Open Data, Open Art

Posted on 29/07/2014 by Michiel Hildebrand

At Spinque we like Open Data. We also like art. What better to combine them? In this post we illustrate how to use open data to enrich access to the art collection of the Rijksmuseum.

Het Melkmeisje by Johannes Vermeer

The Rijksmuseum in Amsterdam is one of the most famous museums in the world. The amazing collection of the museum is publicly available. You can search the collection at the Rijksmuseum Website or fetch the the collection metadata. The data contains artworks with descriptions (or annotations) provided by the cataloguers of the museum. Like many museums and other cultural heritage institutions these annotations cover the basic object characteristics such as the creator, date and material. In addition, cataloguers have described what is depicted on the artworks, the subject matter.

We did a little project at Spinque to explore different strategies to search in the Rijksmuseum collection. We started with an RDF representation of the artwork collection and the thesauri that are used to described the artworks. We first demonstrate how to make a basic search engine on top of this data. Next we integrate additional Open Data sets to enrich the search experience. We improve the ranking, enable multilingual search, and provide recommendation of related artists and artworks.

Searching RDF

Building a basic search engine for the Rijksmuseum collection is straightforward. If you want to know how you do this with Spinque's search by strategy technology take a look at the screencast. We started out with this basic search strategy on the Rijksmuseum collection. It turns out this does not work very well. When searching for the famous painting from Vermeer using the title 'melkmeisje' the ranking of the results is not very useful. Why do we not get the famous masterpiece by Vermeer as the first result? The problem is that the basic search strategy only uses text statistics according to the BM25 retrieval model. In this collection the textual features only do not predict if an artwork is famous or not. Using the facets to filter on the creator Johannes Vermeer we can solve the problem, but the point is that the public will expect the masterpieces on top.
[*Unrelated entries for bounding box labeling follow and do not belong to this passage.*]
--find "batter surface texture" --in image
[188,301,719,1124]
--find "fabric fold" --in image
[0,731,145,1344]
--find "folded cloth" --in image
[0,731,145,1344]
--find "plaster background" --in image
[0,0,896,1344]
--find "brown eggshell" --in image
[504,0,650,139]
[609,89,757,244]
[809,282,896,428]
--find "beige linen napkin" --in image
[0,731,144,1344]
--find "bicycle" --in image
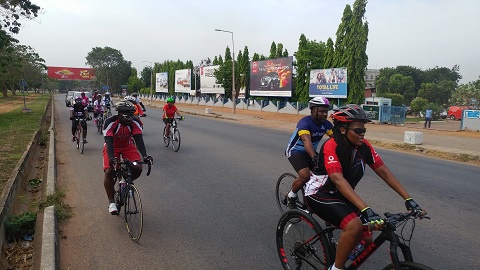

In this case there is a simple solution. The Rijksmuseum has explicitly annotated the famous artworks. With Spinque we can include this information into the search strategy. We extend the basic strategy by boosting the prior score of the famous artworks. Now when search for 'melkmeisje' the famous painting from Vermeer is the first result.

Including DBPedia

The terms that are used by the cataloguers to annotate the artworks are maintained by the museum in their internal vocabularies (or thesauri). The vocabularies include names of artists and historical persons, geographical locations, art-specific concepts such as materials and content-specific concepts such as historical events. While some of these vocabularies are quite large, the information about the entities and concepts is rather sparse. For example, the materials are only available in Dutch, and for most artists only the basic biographical information is known.
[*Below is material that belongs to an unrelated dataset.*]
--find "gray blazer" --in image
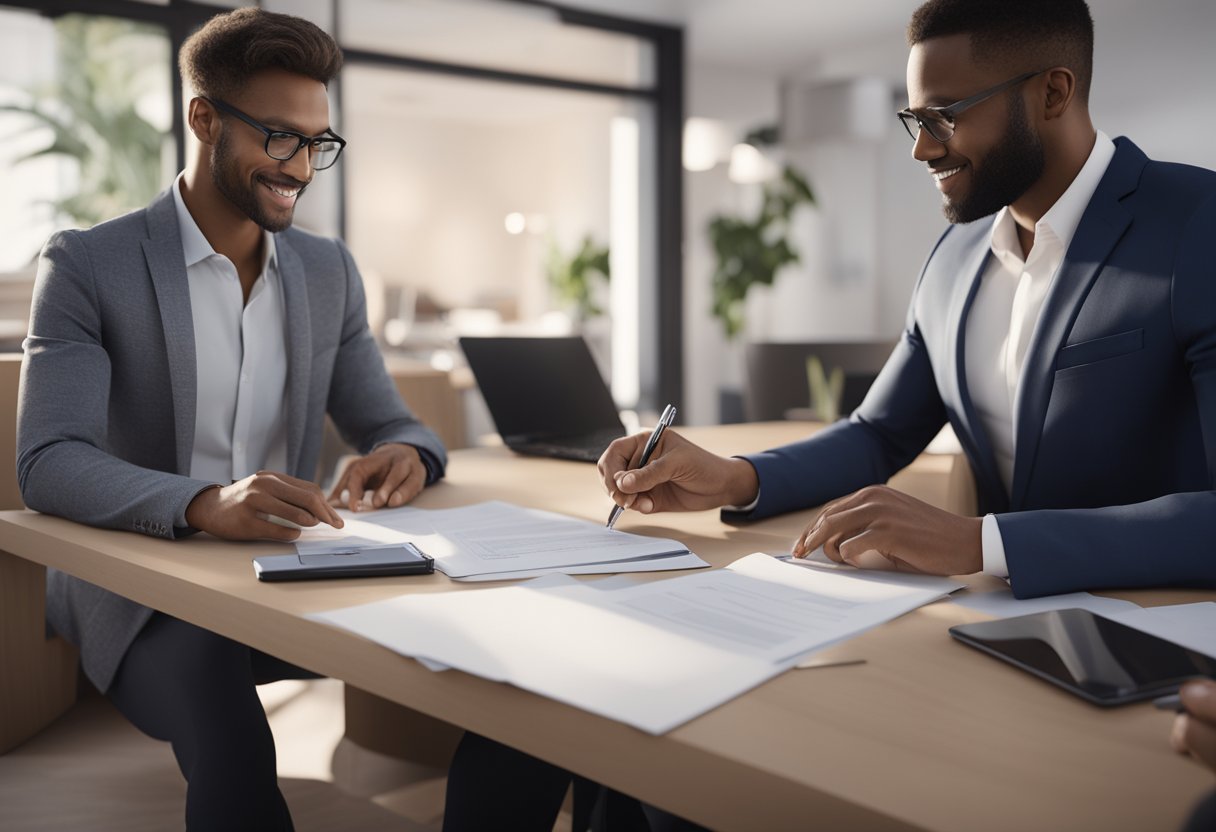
[17,191,446,691]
The Web contains several open data sources that can complement this information. Wikipedia (or DBPedia) contains information about well known artists such as Vermeer, including relations to other artists. Other relevant sources are the Art & Architecture Thesaurus from the Getty Institute.

To make this open data available when searching the Rijksmuseum collection we first need to integrate it. One approach is to follow the principles of Linked Data and create links between the objects in the Rijksmuseum collection and DBPedia. If you are interested in this approach have a look at Amalgame and the SILK link discovery framework.
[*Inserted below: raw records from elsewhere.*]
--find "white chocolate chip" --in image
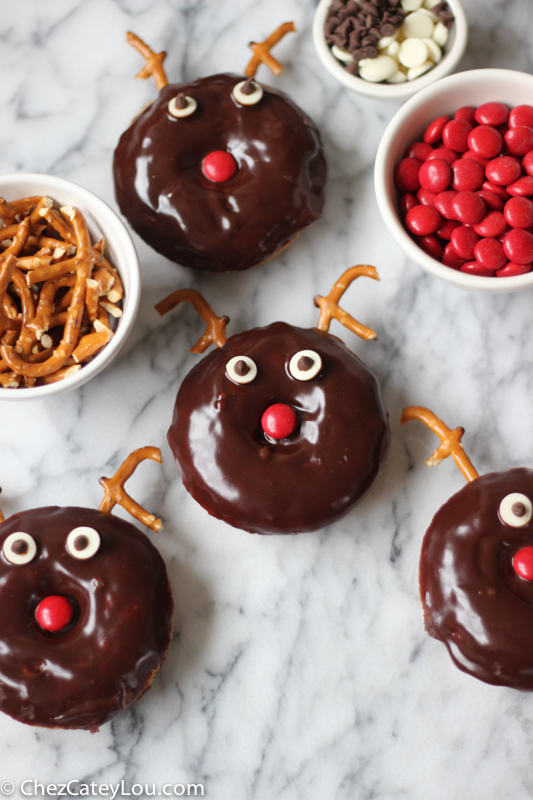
[398,39,428,68]
[61,206,74,220]
[359,56,398,83]
[384,42,400,58]
[407,61,434,81]
[402,11,433,39]
[168,96,198,119]
[432,22,450,47]
[376,28,400,50]
[331,44,353,64]
[387,70,407,83]
[422,39,442,64]
[233,79,264,106]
When we have links between the Rijksmuseum data and DBPedia we can prioritize the artworks that are found there (thus that are described on Wikipedia). This is an alternative (or maybe a complementary) approach to get the masterpieces on top. DBPedia also contains the title of the artwork in other languages. Now you can also search in English 'milkmaid', in Spanish 'La Lechera', in Polish 'Mleczarka' and other languages. Quite handy for a museum with an international audience.